Last time, we considered the fact that Scripture describes Christians as exiles who are not of the world and must not love or be conformed to the world. Instead, we should consider ourselves distinct from the unbelieving peoples and cultures around us.
Yet this is not the complete picture of the Christian situation. The presence of sin in the world does not entirely destroy the image of God in unbelieving people, and the promises God made to Noah that he would continue to preserve order through the institutions he established are still in effect. Even though Satan is the “god of this world,” God is still on the throne of his Universal Kingdom, and he is still preserving his creation through human governments and other God-ordained human institutions. Thus even unbelievers, when they act consistent with that order, can do what God has blessed them to do—they can preserve order and justice in the world, they devise successful political systems, they can produce worthy art, and they can teach things that are true.

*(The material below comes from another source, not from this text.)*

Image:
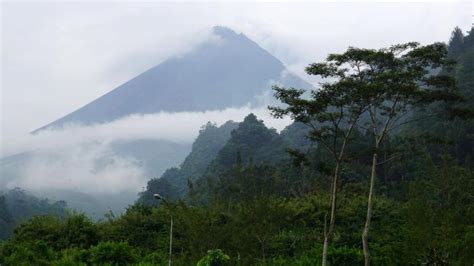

And so, in these kinds of activities, God’s people can stand alongside unbelieving people, participating in and contributing to society as citizens of the Universal common kingdom of God. A perfect illustration of this is what the prophet Jeremiah says to Israel in Babylonian exile, a situation for Israel analogous to the church’s situation in this age:
Thus says the Lord of hosts, the God of Israel, to all the exiles whom I have sent into exile from Jerusalem to Babylon: 5 Build houses and live in them; plant gardens and eat their produce. 6 Take wives and have sons and daughters; take wives for your sons, and give your daughters in marriage, that they may bear sons and daughters; multiply there, and do not decrease. 7 But seek the welfare of the city where I have sent you into exile, and pray to the Lord on its behalf, for in its welfare you will find your welfare. (Jeremiah 29:4-7)
Israel in exile experienced a stark antithesis between their religion and the religion of their captors—they sat down and wept as their captors mocked them when they gathered by waters of Babylon to worship, and yet they were able to share commonality with their captors as well. Some of the accounts of Israel in exile demonstrate this; for example, Daniel would not eat meat associated with pagan worship, refused to stop praying to Yahweh, and would not pray to the king, and yet he willingly allowed himself to be educated in the literature and language of Babylon and even served in political leadership, as did others of the people of Israel. Despite the absolute religious antithesis as members of God’s redeemed people, there was much commonality between the everyday lives of the Hebrews and the everyday lives of the Babylonians with respect to the common kingdom—building houses, planting gardens, family, governing, literature, and education.
The same is true for the church. Jesus was clear: Render to Caesar that which is Caesar’s. Why? Because the welfare of the city is also our welfare. A healthy government that protects the innocent and punishes injustice is part of God’s universal reign, even if that government is pagan. In the context of teaching Christians how to live as sojourners and exiles, Peter specifically says that Christians should submit to earthly authorities and even honor them (1 Pet 2:13–18). Why? Because the welfare of the city is also our welfare. Government was instituted by God himself, and inasmuch as governing officials rule with equity and justice, they are doing exactly what God intends for them to do. Like Jeremiah, Paul commands that “supplications, prayers, intercessions, and thanksgivings be made for all people, for kings and all who are in high positions” (1 Tim 2:1–2). Why? So that “we may lead a peaceful and quite life, godly and dignified in every way,” exactly why God established human government in Genesis 9.